At the moment, there's nothing to suggest that Clijsters, at 27, cannot do the same.

It was hardly surprising to see her in tears after the match, for this night marked the unburdening of emotional weight. She had never won a major outside the U.S. Open -- which many feel is the toughest to win. She had a losing record (3-4) in Grand Slam finals going in. Having revealed a growing detachment with the sport, saying this would be her last full season on tour, she found herself playing clutch, forthright tennis at all the right times.

And for the first time in her life, she truly felt a part of the landscape. The Aussies have had a nickname for Clijsters since her 2004 marriage to Lleyton Hewitt, but as she said after the match, "I finally feel like you guys can call me 'Aussie Kim.'"

For much of the evening, it seemed that history's rewards were heading straight to China. After stunningly losing the first eight points, Li made it clear that she was the superior player in a straight-up power battle from the baseline. That doesn't happen often to Clijsters, and it seemed for a while that she might be too stubborn to adjust.

As the tide turned in the second set, Clijsters made a few changes. In a match fought strictly from the baseline, "mixing it up" bears little connection to Francesca Schiavone's grand kaleidoscope. But Clijsters did stifle the pace at times, particularly with a sliced backhand, and it seemed to throw Li off her game.

Regrettably, there was more to Li's unraveling than mere tennis. She repeatedly made a point of registering her disgust with crowd noise (from the Chinese contingent, of all things), and as we heard from ESPN announcers on the scene, there was little call for such a reaction. It was not a hostile audience, merely an enthusiastic one, and this was hardly the time to manufacture a distraction.

By the end, though, Clijsters had clearly established her superiority -- a daunting prospect, certainly, for her opposition in the coming months. Top-ranked Caroline Wozniacki can't match Clijsters' magnificent blend of stout defense and penetrating winners. Nobody has a clue what's going on with Serena.

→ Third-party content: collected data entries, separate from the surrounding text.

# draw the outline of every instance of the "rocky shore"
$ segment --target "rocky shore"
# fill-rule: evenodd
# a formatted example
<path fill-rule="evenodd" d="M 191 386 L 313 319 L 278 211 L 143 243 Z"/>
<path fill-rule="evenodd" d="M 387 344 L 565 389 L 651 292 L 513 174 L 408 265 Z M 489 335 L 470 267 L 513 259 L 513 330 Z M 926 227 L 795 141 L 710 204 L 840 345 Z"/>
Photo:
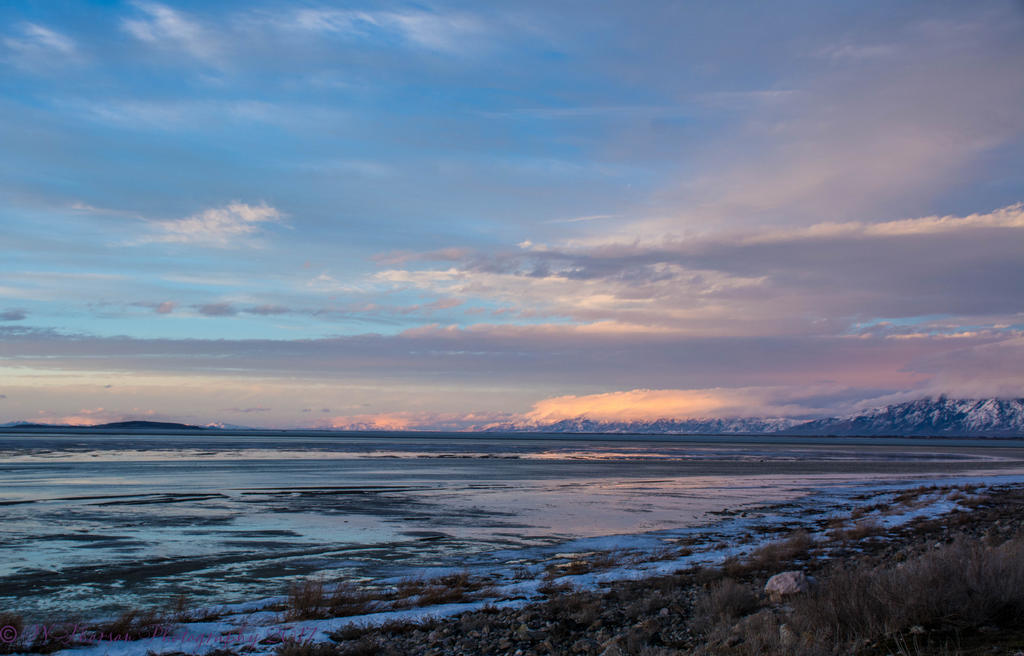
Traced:
<path fill-rule="evenodd" d="M 1024 651 L 1024 488 L 894 530 L 857 517 L 798 532 L 721 567 L 551 585 L 546 599 L 426 623 L 349 626 L 280 656 L 579 654 L 1019 654 Z M 797 572 L 793 594 L 770 577 Z"/>

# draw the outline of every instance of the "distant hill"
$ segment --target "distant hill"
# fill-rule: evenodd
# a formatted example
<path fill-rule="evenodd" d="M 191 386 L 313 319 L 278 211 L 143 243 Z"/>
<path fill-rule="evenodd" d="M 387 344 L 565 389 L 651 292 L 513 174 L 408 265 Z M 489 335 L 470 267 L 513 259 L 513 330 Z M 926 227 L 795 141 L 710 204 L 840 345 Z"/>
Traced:
<path fill-rule="evenodd" d="M 607 422 L 576 417 L 548 424 L 499 424 L 489 431 L 689 435 L 1024 437 L 1024 399 L 921 399 L 850 415 L 786 418 L 657 419 Z"/>
<path fill-rule="evenodd" d="M 75 430 L 75 431 L 90 431 L 90 430 L 162 430 L 162 431 L 180 431 L 180 430 L 206 430 L 202 426 L 192 426 L 191 424 L 178 424 L 171 421 L 115 421 L 109 424 L 97 424 L 95 426 L 68 426 L 67 424 L 34 424 L 30 422 L 14 422 L 0 426 L 2 429 L 14 429 L 14 430 L 26 430 L 26 429 L 46 429 L 46 430 Z"/>
<path fill-rule="evenodd" d="M 205 430 L 202 426 L 178 424 L 173 421 L 115 421 L 110 424 L 99 424 L 93 428 L 115 428 L 131 430 Z"/>

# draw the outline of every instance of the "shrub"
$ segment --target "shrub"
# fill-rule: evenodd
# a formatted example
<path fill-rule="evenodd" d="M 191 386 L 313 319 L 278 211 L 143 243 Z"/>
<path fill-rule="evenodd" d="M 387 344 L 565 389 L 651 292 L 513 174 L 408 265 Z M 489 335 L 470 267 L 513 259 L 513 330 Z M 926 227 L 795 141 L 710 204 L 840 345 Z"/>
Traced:
<path fill-rule="evenodd" d="M 705 631 L 720 623 L 732 624 L 757 608 L 757 593 L 726 578 L 711 586 L 694 604 L 694 622 Z"/>
<path fill-rule="evenodd" d="M 793 622 L 825 639 L 877 638 L 919 625 L 1024 623 L 1024 541 L 960 539 L 902 566 L 839 568 L 794 602 Z"/>

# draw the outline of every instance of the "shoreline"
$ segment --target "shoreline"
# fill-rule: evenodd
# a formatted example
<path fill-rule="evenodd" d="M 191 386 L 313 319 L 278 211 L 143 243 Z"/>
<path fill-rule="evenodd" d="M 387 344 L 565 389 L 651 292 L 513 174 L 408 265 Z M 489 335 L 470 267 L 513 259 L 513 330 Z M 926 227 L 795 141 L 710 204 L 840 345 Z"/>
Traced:
<path fill-rule="evenodd" d="M 772 559 L 779 567 L 786 560 L 783 556 L 794 548 L 797 552 L 816 554 L 814 562 L 844 559 L 850 554 L 843 549 L 848 548 L 853 536 L 857 537 L 857 549 L 903 544 L 914 531 L 920 531 L 921 526 L 929 523 L 934 524 L 939 521 L 937 518 L 953 521 L 951 518 L 955 517 L 956 522 L 964 525 L 980 523 L 982 518 L 976 512 L 987 503 L 980 501 L 984 495 L 993 499 L 1012 497 L 1018 501 L 1024 498 L 1024 481 L 992 486 L 986 485 L 980 478 L 975 481 L 965 481 L 965 478 L 969 477 L 959 477 L 963 482 L 954 481 L 953 485 L 941 488 L 884 484 L 866 486 L 856 494 L 847 491 L 847 494 L 833 494 L 831 498 L 829 491 L 824 490 L 804 499 L 757 508 L 720 511 L 715 513 L 718 521 L 706 526 L 656 531 L 653 534 L 575 540 L 552 546 L 547 553 L 541 550 L 535 554 L 534 562 L 510 562 L 505 571 L 474 572 L 460 569 L 439 572 L 435 569 L 421 573 L 419 578 L 375 581 L 371 586 L 359 589 L 351 586 L 332 587 L 330 582 L 322 582 L 326 585 L 317 589 L 315 585 L 309 586 L 310 580 L 307 580 L 303 582 L 307 585 L 306 589 L 301 585 L 294 586 L 289 597 L 203 610 L 189 610 L 187 603 L 182 600 L 182 608 L 177 616 L 169 615 L 166 611 L 136 612 L 131 617 L 123 616 L 106 623 L 82 623 L 83 627 L 106 628 L 108 636 L 124 635 L 133 639 L 79 640 L 74 653 L 117 653 L 125 656 L 172 653 L 175 650 L 168 647 L 175 640 L 183 646 L 190 636 L 207 636 L 210 639 L 193 640 L 195 644 L 190 647 L 192 651 L 185 653 L 208 653 L 214 647 L 220 650 L 220 656 L 228 653 L 377 653 L 352 651 L 358 644 L 366 643 L 366 646 L 376 641 L 380 644 L 373 649 L 384 654 L 513 654 L 524 647 L 515 646 L 507 651 L 498 648 L 495 651 L 490 647 L 501 645 L 503 641 L 492 640 L 493 645 L 477 644 L 474 647 L 476 651 L 464 648 L 459 648 L 462 651 L 445 651 L 451 646 L 445 646 L 445 640 L 461 636 L 459 630 L 453 627 L 467 622 L 482 623 L 481 626 L 497 622 L 487 633 L 500 633 L 508 618 L 520 617 L 522 613 L 532 617 L 531 614 L 539 612 L 537 609 L 545 604 L 557 606 L 559 599 L 579 601 L 586 597 L 590 600 L 588 603 L 592 603 L 595 599 L 604 600 L 609 594 L 613 597 L 625 594 L 623 591 L 632 586 L 657 587 L 666 580 L 679 582 L 687 577 L 693 578 L 695 572 L 709 568 L 726 567 L 735 573 L 739 571 L 738 563 L 758 553 L 761 556 L 757 557 L 761 558 L 765 550 L 775 554 Z M 843 517 L 846 519 L 841 521 Z M 842 538 L 837 537 L 840 532 Z M 789 546 L 772 546 L 780 544 L 780 536 L 787 536 L 781 544 Z M 837 550 L 837 547 L 841 548 Z M 507 555 L 512 559 L 515 554 L 513 551 Z M 765 571 L 760 575 L 771 574 Z M 696 594 L 692 581 L 687 585 L 687 594 Z M 696 603 L 693 600 L 691 602 Z M 338 615 L 339 611 L 345 616 L 331 617 Z M 658 612 L 661 612 L 660 609 Z M 670 615 L 675 617 L 679 612 L 672 611 Z M 425 624 L 417 628 L 410 621 Z M 519 631 L 518 635 L 512 635 L 514 640 L 508 638 L 512 640 L 511 644 L 533 644 L 530 642 L 531 636 L 537 636 L 530 631 L 535 629 L 529 628 L 529 622 L 519 624 L 526 624 L 528 628 Z M 372 628 L 382 625 L 385 628 Z M 422 651 L 387 651 L 388 644 L 405 644 L 404 639 L 401 639 L 405 634 L 416 636 L 417 644 L 422 643 L 426 638 L 417 632 L 423 633 L 426 626 L 435 627 L 431 632 L 441 627 L 441 632 L 435 634 L 434 639 L 427 640 L 429 643 L 437 643 L 435 647 Z M 519 625 L 516 625 L 510 631 L 514 634 L 518 629 Z M 26 627 L 24 634 L 28 635 L 30 631 Z M 157 631 L 160 633 L 157 634 Z M 219 638 L 214 640 L 211 636 Z M 466 636 L 459 637 L 459 640 L 466 639 Z M 603 645 L 610 639 L 600 641 L 599 644 Z M 54 644 L 53 640 L 48 642 L 48 645 L 23 643 L 25 649 L 22 651 L 38 653 L 71 646 L 70 643 Z M 207 644 L 199 644 L 203 642 Z M 0 653 L 11 653 L 14 646 L 10 643 L 6 649 L 0 649 Z M 544 651 L 547 649 L 544 648 L 535 653 L 601 654 L 607 651 L 608 645 L 600 651 L 590 647 L 584 649 L 582 644 L 578 647 L 575 652 L 553 649 Z M 406 645 L 403 649 L 408 648 L 411 647 Z M 436 649 L 441 651 L 432 651 Z M 530 652 L 527 650 L 522 653 Z M 614 653 L 608 652 L 606 656 Z"/>
<path fill-rule="evenodd" d="M 15 539 L 0 545 L 0 608 L 34 622 L 182 593 L 193 607 L 263 599 L 304 576 L 380 582 L 551 549 L 658 550 L 726 508 L 830 488 L 1024 480 L 1024 450 L 1003 443 L 55 442 L 8 453 L 2 486 Z"/>

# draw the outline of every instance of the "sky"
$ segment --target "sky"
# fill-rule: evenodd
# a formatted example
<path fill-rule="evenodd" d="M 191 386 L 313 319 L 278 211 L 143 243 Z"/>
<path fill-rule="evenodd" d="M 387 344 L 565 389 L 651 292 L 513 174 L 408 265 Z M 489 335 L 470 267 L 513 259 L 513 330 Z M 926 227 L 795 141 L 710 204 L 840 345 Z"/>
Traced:
<path fill-rule="evenodd" d="M 1024 3 L 0 4 L 0 422 L 1024 396 Z"/>

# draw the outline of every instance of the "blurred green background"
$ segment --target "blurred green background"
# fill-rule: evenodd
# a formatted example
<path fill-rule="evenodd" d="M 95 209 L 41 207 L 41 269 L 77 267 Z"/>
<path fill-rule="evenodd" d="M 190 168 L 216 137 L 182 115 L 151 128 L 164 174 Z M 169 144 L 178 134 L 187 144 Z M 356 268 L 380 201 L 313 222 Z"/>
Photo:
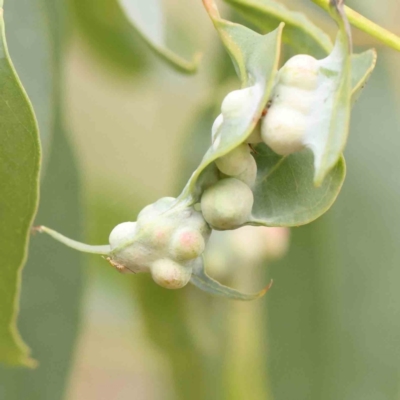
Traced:
<path fill-rule="evenodd" d="M 334 35 L 309 1 L 283 3 Z M 400 34 L 397 0 L 347 4 Z M 150 52 L 114 0 L 6 1 L 43 140 L 38 223 L 106 243 L 196 166 L 234 73 L 199 0 L 163 5 L 171 48 L 204 52 L 196 75 Z M 287 251 L 286 234 L 267 236 L 262 260 L 213 239 L 211 274 L 249 291 L 273 278 L 267 296 L 167 291 L 33 237 L 19 326 L 40 366 L 1 367 L 1 400 L 400 400 L 400 55 L 354 40 L 377 47 L 378 64 L 354 108 L 336 204 L 292 229 Z"/>

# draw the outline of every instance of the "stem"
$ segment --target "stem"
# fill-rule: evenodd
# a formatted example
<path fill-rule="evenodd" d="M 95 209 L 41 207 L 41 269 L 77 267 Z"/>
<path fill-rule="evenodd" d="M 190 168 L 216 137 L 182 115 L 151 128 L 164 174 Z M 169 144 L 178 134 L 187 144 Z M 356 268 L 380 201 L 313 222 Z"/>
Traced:
<path fill-rule="evenodd" d="M 33 228 L 33 231 L 47 233 L 52 238 L 58 240 L 59 242 L 65 244 L 66 246 L 71 247 L 78 251 L 82 251 L 84 253 L 108 255 L 111 251 L 109 245 L 91 246 L 90 244 L 77 242 L 76 240 L 69 239 L 64 235 L 61 235 L 61 233 L 53 231 L 53 229 L 47 228 L 46 226 L 43 225 Z"/>
<path fill-rule="evenodd" d="M 329 0 L 311 0 L 326 11 L 329 11 Z M 356 28 L 368 33 L 374 38 L 378 39 L 387 46 L 400 51 L 400 37 L 385 28 L 375 24 L 368 18 L 365 18 L 358 12 L 352 10 L 350 7 L 344 7 L 349 22 Z"/>

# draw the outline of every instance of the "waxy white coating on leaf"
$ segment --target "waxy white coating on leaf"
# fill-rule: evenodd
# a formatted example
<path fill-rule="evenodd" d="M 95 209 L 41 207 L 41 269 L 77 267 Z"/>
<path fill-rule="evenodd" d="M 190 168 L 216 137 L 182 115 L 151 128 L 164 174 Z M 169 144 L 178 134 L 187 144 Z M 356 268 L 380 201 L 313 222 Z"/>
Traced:
<path fill-rule="evenodd" d="M 136 222 L 123 222 L 117 225 L 110 233 L 108 241 L 111 250 L 132 240 L 136 234 Z"/>
<path fill-rule="evenodd" d="M 167 289 L 180 289 L 186 286 L 192 275 L 191 266 L 184 266 L 163 258 L 155 261 L 150 267 L 151 276 L 158 285 Z"/>
<path fill-rule="evenodd" d="M 279 71 L 279 82 L 305 90 L 318 86 L 319 63 L 314 57 L 298 54 L 290 58 Z"/>
<path fill-rule="evenodd" d="M 222 173 L 235 176 L 243 172 L 249 166 L 252 158 L 250 147 L 244 143 L 234 148 L 228 154 L 215 160 L 215 164 Z"/>
<path fill-rule="evenodd" d="M 201 209 L 213 228 L 235 229 L 248 220 L 253 202 L 253 192 L 245 183 L 227 178 L 204 191 Z"/>

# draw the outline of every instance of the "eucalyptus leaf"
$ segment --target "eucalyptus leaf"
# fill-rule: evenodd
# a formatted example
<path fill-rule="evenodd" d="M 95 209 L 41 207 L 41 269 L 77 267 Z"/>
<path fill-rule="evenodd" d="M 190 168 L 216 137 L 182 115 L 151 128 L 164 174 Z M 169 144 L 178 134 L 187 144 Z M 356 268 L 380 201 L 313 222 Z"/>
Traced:
<path fill-rule="evenodd" d="M 204 155 L 180 196 L 180 199 L 189 202 L 197 201 L 201 194 L 202 190 L 197 181 L 206 167 L 243 143 L 254 130 L 270 97 L 283 29 L 281 24 L 270 34 L 260 35 L 242 25 L 221 19 L 212 1 L 205 0 L 204 3 L 232 58 L 242 89 L 228 94 L 223 102 L 223 122 L 217 132 L 218 138 Z M 239 107 L 236 107 L 234 112 L 224 111 L 226 102 L 236 102 Z"/>
<path fill-rule="evenodd" d="M 39 132 L 8 53 L 2 8 L 0 12 L 0 361 L 32 367 L 16 318 L 21 271 L 38 204 Z"/>
<path fill-rule="evenodd" d="M 285 23 L 282 41 L 297 53 L 316 58 L 326 56 L 332 49 L 330 37 L 304 14 L 291 11 L 273 0 L 225 0 L 253 23 L 262 33 L 268 33 Z"/>
<path fill-rule="evenodd" d="M 344 17 L 345 18 L 345 17 Z M 315 93 L 304 143 L 314 153 L 314 184 L 322 184 L 346 144 L 351 109 L 351 37 L 347 21 L 331 54 L 319 61 L 321 81 Z"/>
<path fill-rule="evenodd" d="M 197 71 L 201 54 L 196 53 L 188 61 L 168 48 L 160 0 L 118 0 L 118 4 L 134 30 L 158 56 L 181 72 Z"/>
<path fill-rule="evenodd" d="M 148 49 L 115 0 L 69 0 L 74 25 L 102 66 L 134 75 L 149 68 Z"/>
<path fill-rule="evenodd" d="M 352 58 L 352 101 L 364 87 L 376 63 L 375 50 Z M 313 157 L 310 151 L 279 156 L 267 146 L 257 147 L 258 165 L 254 207 L 250 224 L 299 226 L 326 212 L 339 194 L 345 178 L 343 157 L 320 187 L 313 185 Z"/>
<path fill-rule="evenodd" d="M 333 48 L 329 36 L 318 28 L 304 14 L 291 11 L 274 0 L 225 0 L 243 16 L 257 26 L 262 33 L 275 29 L 280 22 L 285 23 L 282 41 L 297 53 L 316 58 L 327 56 Z M 351 82 L 353 102 L 368 80 L 376 64 L 376 51 L 371 49 L 351 56 Z"/>
<path fill-rule="evenodd" d="M 211 278 L 207 275 L 204 267 L 204 259 L 196 262 L 195 267 L 193 268 L 192 277 L 190 278 L 190 282 L 197 286 L 199 289 L 213 294 L 215 296 L 226 297 L 228 299 L 233 300 L 243 300 L 250 301 L 258 299 L 264 296 L 265 293 L 268 292 L 270 287 L 272 286 L 272 281 L 262 290 L 257 293 L 247 294 L 242 293 L 236 289 L 232 289 L 228 286 L 221 285 L 219 282 Z"/>
<path fill-rule="evenodd" d="M 260 144 L 255 159 L 258 172 L 249 225 L 299 226 L 315 220 L 334 203 L 346 175 L 341 158 L 322 185 L 315 187 L 309 150 L 279 156 Z"/>
<path fill-rule="evenodd" d="M 354 104 L 376 65 L 375 49 L 353 54 L 351 57 L 351 102 Z"/>

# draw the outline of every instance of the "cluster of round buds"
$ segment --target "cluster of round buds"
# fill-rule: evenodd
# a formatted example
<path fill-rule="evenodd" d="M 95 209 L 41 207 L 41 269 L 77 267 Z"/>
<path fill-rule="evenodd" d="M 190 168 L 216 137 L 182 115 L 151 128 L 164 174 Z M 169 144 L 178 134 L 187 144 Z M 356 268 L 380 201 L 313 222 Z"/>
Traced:
<path fill-rule="evenodd" d="M 145 207 L 137 222 L 117 225 L 110 234 L 110 263 L 121 272 L 150 272 L 168 289 L 185 286 L 211 230 L 201 212 L 174 206 L 164 197 Z"/>
<path fill-rule="evenodd" d="M 271 105 L 261 122 L 262 140 L 275 153 L 288 155 L 304 148 L 319 70 L 318 60 L 304 54 L 292 57 L 280 69 Z"/>
<path fill-rule="evenodd" d="M 223 116 L 235 117 L 241 111 L 246 99 L 251 94 L 243 90 L 229 93 L 222 102 L 221 111 L 212 127 L 212 142 L 219 140 L 219 128 Z M 251 154 L 248 143 L 261 141 L 260 132 L 255 131 L 246 143 L 235 147 L 229 153 L 218 158 L 215 164 L 220 180 L 208 187 L 201 198 L 201 210 L 205 220 L 217 230 L 236 229 L 243 225 L 253 208 L 252 187 L 257 177 L 257 164 Z"/>

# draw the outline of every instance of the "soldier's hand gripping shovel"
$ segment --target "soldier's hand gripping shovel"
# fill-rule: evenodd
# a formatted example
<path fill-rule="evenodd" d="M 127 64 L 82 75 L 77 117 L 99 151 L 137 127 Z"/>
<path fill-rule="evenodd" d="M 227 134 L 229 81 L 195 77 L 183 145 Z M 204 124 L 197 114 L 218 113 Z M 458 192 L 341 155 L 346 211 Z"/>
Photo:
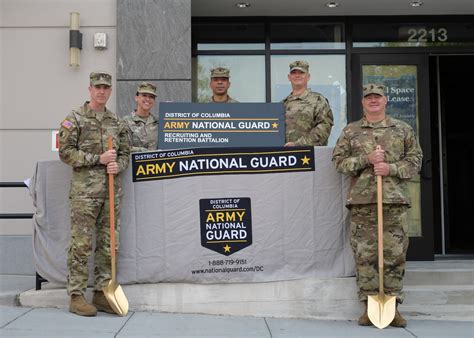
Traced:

Maria Sharapova's game has fallen a notch or two, and Justine Henin has abruptly retired, most likely for good.

(All of a sudden, Henin's absence doesn't seem like such a blow to Belgian tennis, at least not in the long run. On a weekend when Chinese expectations rose to the sky, Belgian teenager An-Sophie Mestach won the junior girls' singles and teamed with Demi Schuurs, of the Netherlands, to win the doubles.)

So onward she goes, charting her career path while locked in earnest conversation with her husband, Brian, about having more children within the next few years. Perhaps Clijsters' many admirers can take heart in her post-match address, when she turned to Li and said, "A few more Grand Slam finals together would be nice." It seems that this remarkable balancing act suits her just fine.